This page contains a (likely incomplete) list of all PhDs on the sci-fi MMOG EVE Online. The purpose of this page is to act as a resource for scholars interested in the academic study of EVE, and it is recommended you contact the authors directly if you wish to learn more about their ongoing research.

This page is maintained my Marcus Carter. If you wish to have your PhD added to this page, please contact him at

Ongoing PhDs

Marcus Carter – Treacherous Play in EVE Online – The University of Melbourne.
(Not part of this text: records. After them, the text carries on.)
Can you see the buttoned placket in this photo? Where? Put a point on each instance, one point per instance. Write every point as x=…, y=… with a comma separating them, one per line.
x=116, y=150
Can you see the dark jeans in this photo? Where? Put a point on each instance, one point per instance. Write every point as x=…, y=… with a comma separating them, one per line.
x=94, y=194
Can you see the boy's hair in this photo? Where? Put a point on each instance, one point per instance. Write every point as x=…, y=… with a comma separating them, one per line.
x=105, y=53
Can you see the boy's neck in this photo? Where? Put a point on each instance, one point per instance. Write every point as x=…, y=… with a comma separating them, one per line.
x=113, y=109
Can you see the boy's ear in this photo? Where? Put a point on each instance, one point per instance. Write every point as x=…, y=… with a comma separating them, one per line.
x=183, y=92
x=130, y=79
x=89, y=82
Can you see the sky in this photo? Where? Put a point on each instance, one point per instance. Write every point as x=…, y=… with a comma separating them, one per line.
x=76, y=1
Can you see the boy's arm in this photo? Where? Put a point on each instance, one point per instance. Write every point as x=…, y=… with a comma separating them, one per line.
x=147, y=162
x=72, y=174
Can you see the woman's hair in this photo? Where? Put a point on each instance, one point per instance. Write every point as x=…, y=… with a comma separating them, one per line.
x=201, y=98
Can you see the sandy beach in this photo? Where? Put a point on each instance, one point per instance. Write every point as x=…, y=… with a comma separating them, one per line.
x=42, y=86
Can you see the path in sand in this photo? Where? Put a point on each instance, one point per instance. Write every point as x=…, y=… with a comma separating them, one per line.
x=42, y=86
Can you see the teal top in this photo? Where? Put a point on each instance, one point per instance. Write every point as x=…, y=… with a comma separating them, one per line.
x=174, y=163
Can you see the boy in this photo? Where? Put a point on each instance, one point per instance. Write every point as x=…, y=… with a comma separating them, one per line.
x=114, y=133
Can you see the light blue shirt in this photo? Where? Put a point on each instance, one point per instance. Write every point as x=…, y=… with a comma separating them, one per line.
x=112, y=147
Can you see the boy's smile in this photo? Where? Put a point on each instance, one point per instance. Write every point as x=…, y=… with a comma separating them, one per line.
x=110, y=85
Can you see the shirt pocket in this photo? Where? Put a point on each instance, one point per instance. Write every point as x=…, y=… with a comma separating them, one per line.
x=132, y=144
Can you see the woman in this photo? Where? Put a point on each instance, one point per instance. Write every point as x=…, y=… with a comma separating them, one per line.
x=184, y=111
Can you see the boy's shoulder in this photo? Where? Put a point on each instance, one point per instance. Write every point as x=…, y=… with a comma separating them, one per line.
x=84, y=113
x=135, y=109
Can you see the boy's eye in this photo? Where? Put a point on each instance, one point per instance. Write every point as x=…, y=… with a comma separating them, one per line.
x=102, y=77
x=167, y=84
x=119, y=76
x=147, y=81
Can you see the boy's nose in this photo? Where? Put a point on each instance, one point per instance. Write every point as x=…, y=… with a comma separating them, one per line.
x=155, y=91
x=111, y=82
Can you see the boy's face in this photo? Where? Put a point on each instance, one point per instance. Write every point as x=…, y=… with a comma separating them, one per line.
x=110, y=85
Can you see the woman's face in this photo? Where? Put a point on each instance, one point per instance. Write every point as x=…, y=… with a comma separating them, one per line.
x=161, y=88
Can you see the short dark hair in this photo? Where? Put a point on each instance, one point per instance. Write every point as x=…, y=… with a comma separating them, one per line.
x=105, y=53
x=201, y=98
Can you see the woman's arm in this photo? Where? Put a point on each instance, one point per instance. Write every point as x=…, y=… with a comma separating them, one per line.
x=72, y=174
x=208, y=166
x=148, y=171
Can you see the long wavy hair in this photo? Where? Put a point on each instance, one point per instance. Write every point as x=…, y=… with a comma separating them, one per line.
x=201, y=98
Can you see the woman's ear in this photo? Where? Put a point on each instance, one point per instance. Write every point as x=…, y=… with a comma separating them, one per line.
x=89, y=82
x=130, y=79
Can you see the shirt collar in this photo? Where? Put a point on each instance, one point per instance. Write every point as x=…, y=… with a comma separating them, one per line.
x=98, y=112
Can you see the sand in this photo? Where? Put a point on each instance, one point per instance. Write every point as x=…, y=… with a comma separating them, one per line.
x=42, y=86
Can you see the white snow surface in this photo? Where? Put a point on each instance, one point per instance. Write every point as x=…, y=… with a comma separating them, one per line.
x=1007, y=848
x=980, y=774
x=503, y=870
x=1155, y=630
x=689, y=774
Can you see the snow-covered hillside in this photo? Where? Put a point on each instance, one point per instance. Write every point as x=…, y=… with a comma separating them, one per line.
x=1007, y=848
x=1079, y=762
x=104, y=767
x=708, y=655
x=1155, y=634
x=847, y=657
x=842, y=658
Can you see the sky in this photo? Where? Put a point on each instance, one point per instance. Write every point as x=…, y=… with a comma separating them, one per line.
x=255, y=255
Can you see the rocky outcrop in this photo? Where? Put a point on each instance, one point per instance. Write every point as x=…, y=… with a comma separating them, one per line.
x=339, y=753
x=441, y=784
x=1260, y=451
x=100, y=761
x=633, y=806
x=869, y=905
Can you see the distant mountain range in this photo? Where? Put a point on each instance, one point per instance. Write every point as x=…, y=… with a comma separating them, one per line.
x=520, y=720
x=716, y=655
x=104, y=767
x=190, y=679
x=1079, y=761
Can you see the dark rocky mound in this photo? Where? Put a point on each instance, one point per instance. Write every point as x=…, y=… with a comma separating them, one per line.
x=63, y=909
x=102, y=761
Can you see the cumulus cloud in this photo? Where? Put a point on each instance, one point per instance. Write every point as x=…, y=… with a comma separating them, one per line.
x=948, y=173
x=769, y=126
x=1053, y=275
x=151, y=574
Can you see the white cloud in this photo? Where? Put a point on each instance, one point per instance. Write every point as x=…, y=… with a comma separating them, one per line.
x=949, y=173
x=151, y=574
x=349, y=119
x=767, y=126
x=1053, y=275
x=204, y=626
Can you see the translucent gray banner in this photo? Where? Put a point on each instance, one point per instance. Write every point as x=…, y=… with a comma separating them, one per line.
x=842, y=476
EVE Online is distinguished from other games in the MMOG genre by the condoned and pervasive occurrence of treacherous play – play involving deception and betrayal for in-game advantage. The inevitability of theft, bribery, scamming and dishonesty means that the number one rule in EVE is “DON’T TRUST ANYONE”, and this player-culture contributes to the game’s success. No research has previously examined this type of play in a context where it is expected and within the rules of the game. Through  three case studies examining scamming, EVE’s eSport and espionage, this thesis explores the practices, experiences and impacts of treacherous play and develops theory to account for its appeal. I conclude that treacherous play should be understood as a form of social player-versus-player combat in which social skills, rather than game skills, are the domain of competition. This legitimacy counters the deviant reputation this play style has in previous research and challenges assumptions about trust and social interactions in game play.

Completion 2014. Personal Webpage. Contact –

Oskar Milik – Protecting Face in Virtual Life: An Ethnographic Analysis of Identity Categories and Informal Systems of Social Control in Massively Multiplayer Online Worlds – University College Dublin.

Massively multiplayer online games (MMOG)s are a relatively new phenomenon for social interaction. As such, research of online virtual worlds has been a field of growing importance, as greater numbers of people partake in this new experience. Of particular interest is the way in which identity and social interactions are constructed and maintained due to the limited reference of offline world socialization. As the individual enters the virtual world with limited access to recognizable social structures, meanings need to be constructed in vivo. This research project uses participant observation and ethnomethodological methods in order to understand the different processes used by social actors in the process of creating and maintaining identity. Also, by analyzing action through dramaturgical perspectives, it describes the leadership and informal social control mechanisms encountered by individuals as they incorporate themselves into their new reality. Research is primarily performed on in-game interactions between players in the MMOGs World of Warcraft (Activision-Blizzard) and EVE Online (CCP Games). By participating in “hardcore” or serious goal-oriented organizations within the game, an emphasis is placed on players who create social structures with longer-term relationships and greater commitment, which creates more meaningful interactions between participants.